My Mum has just gone into a nursing home. It hasn't been an easy time for my Dad and I feel slightly guilty that, for reasons of distance and business, I haven't been there as much as perhaps I should. But this isn't about me visiting my angst on you, dear reader, but rather about what it costs. Not because I think that johnny taxpayer should pick up the tab willy-nilly but rather to demonstrate the financial advantages - for families and the government - of people dying more quickly.
The fees at Mum's home run to about £1000 per week, which my maths tells me is £52,000 per year. And this is a hell of a lot of money. More, I suspect, than my dad ever earned in a year and comfortably more than the average earnings of people today (my Dad retired in 1997). Again, let's be clear that I do think our savings and assets are best directed to our own interests and this includes providing care - I really do not feel that I have any right to demand that young people with big mortgages and families to raise pay more tax so I can inherit Mum and Dad's house.
But this cost - £26,000 in a six month period - is one very good reason to question the seemingly inexorable move to what is called 'assisted dying'. Now when I read the advertisements placed by Dignity in Dying I am, like you will be, touched by the stories there of people's last days and how a quick exit would have saved them suffering. I don't doubt the sincerity of the people involved - knowing their beloved brother, wife or mother was dying they sought only to make what was left of their life less painful. And they think that helping these people to die would have been a release from that pain.
It's hard not to find the case compelling. So to help you understand my doubts, let me tell you something else about my Mum. Something I wrote some while ago in a little article called, "Death doesn't become us":
My Mum spent 25 years and more working with old people in and around Penge – delivering meals-on-wheels, driving the mini-buses and running Penge & Anerley Age Concern’s lunch club and day centre on Melvin Road. In this time she saw every sort of folk – from Mr Squirrel who worried that he couldn’t (at 96) dig the garden as in times past to Dr Arnott, communist party member, academic historian and employer of a maid.Every day, my Mum would tell us, one or more of the people she saw would proclaim – in that depression of loneliness so common among the old and infirm – “I’m just a burden, I’d be better off dead”, or some similar formula of despair.

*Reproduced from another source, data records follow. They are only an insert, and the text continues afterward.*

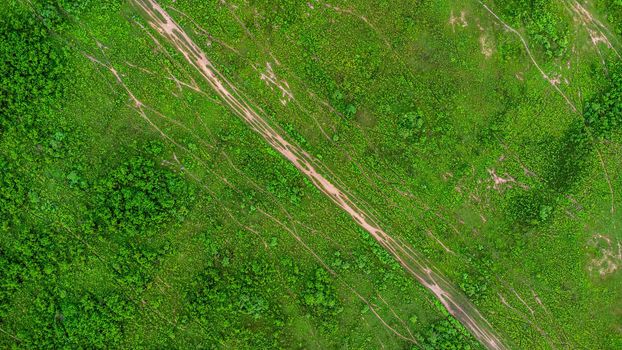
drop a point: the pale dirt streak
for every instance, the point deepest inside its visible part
(454, 302)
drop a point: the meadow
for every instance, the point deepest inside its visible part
(141, 209)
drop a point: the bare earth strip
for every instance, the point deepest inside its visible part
(455, 303)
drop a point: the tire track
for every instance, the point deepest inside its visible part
(455, 303)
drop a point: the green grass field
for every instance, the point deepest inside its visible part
(139, 210)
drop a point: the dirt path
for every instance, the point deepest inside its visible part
(455, 303)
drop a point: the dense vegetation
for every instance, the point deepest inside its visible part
(170, 224)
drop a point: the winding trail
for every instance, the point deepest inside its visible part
(453, 300)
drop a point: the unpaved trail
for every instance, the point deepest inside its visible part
(455, 303)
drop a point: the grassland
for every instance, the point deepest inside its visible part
(140, 210)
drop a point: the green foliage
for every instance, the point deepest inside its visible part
(235, 301)
(411, 126)
(139, 196)
(543, 22)
(319, 296)
(31, 69)
(603, 114)
(447, 334)
(95, 322)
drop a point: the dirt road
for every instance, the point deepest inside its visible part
(417, 266)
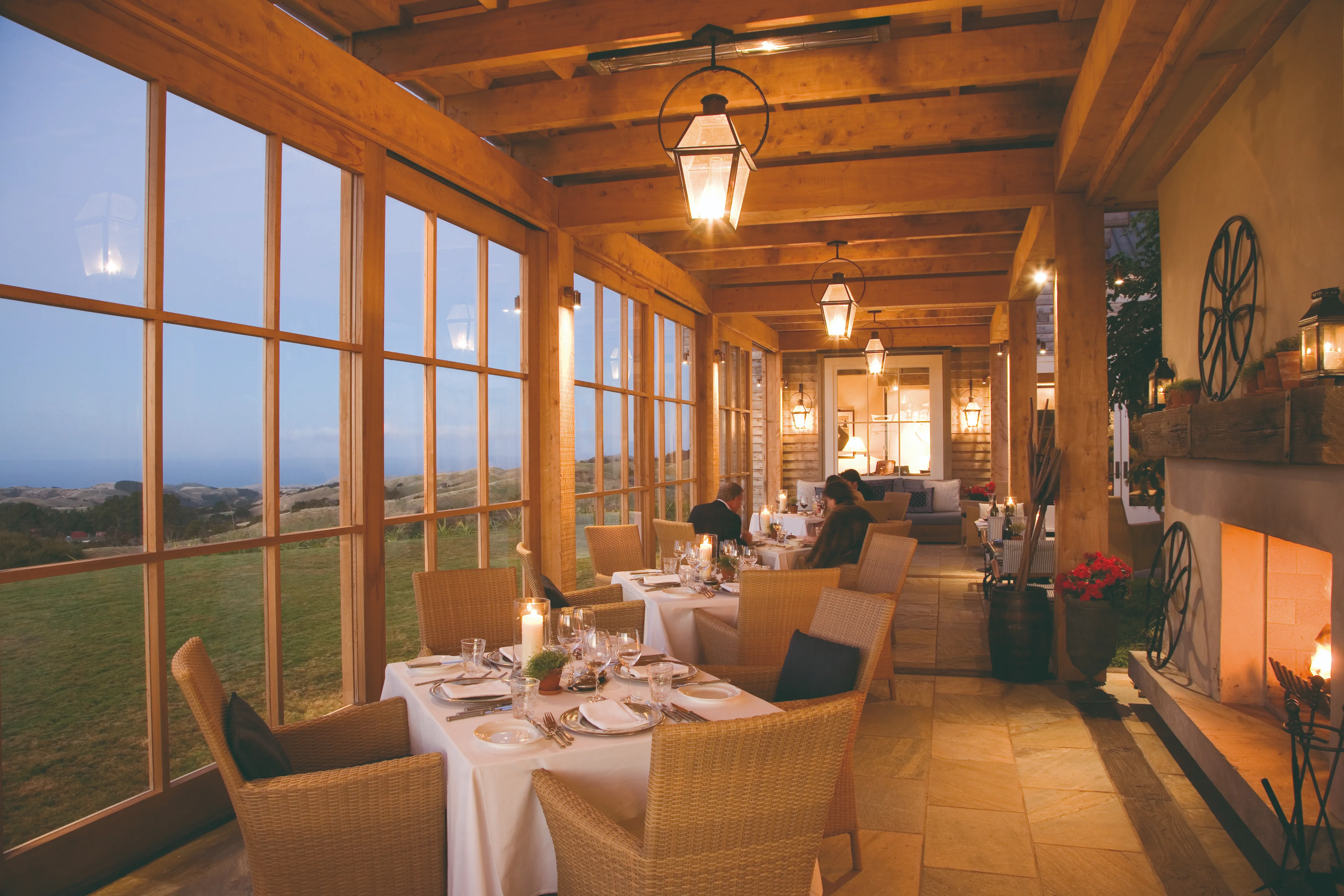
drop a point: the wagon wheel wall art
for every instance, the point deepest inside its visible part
(1228, 307)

Mum’s response would be to tell them not to be so silly, have a cup of tea and a chat.But Mum’s view – informed by bitter experience – was that not all the relatives and carers took the same view as she did.
And this last sentence captures my concerns. You and I may be good, honest folk who wouldn't dream of having granny bumped off so we could inherit earlier. But can you be certain that others have our scruples? That there is no circumstance where 'six months to live' is liberally interpreted:
...where a depressed, slightly confused, sad old person signs to say they want to die, where the bureaucracy takes this as consent and Auntie Sissie or Grandpa Geoff is shipped safely across the Styx leaving his worldly goods behind for the inheritors to enjoy.
I know there will be safeguards. I'm sure people have considered how they would mitigate the possibility of the six months rule being abused. But I am less sure. My Mum told too many stories of rapacious and uncaring relatives, of useless solicitors and deadening, rule-bound social workers or doctors for me to be so sure that, despite the agony of those stories in Dignity in Dying's advertisement, we can go to a place where we deem it acceptable to kill another human being.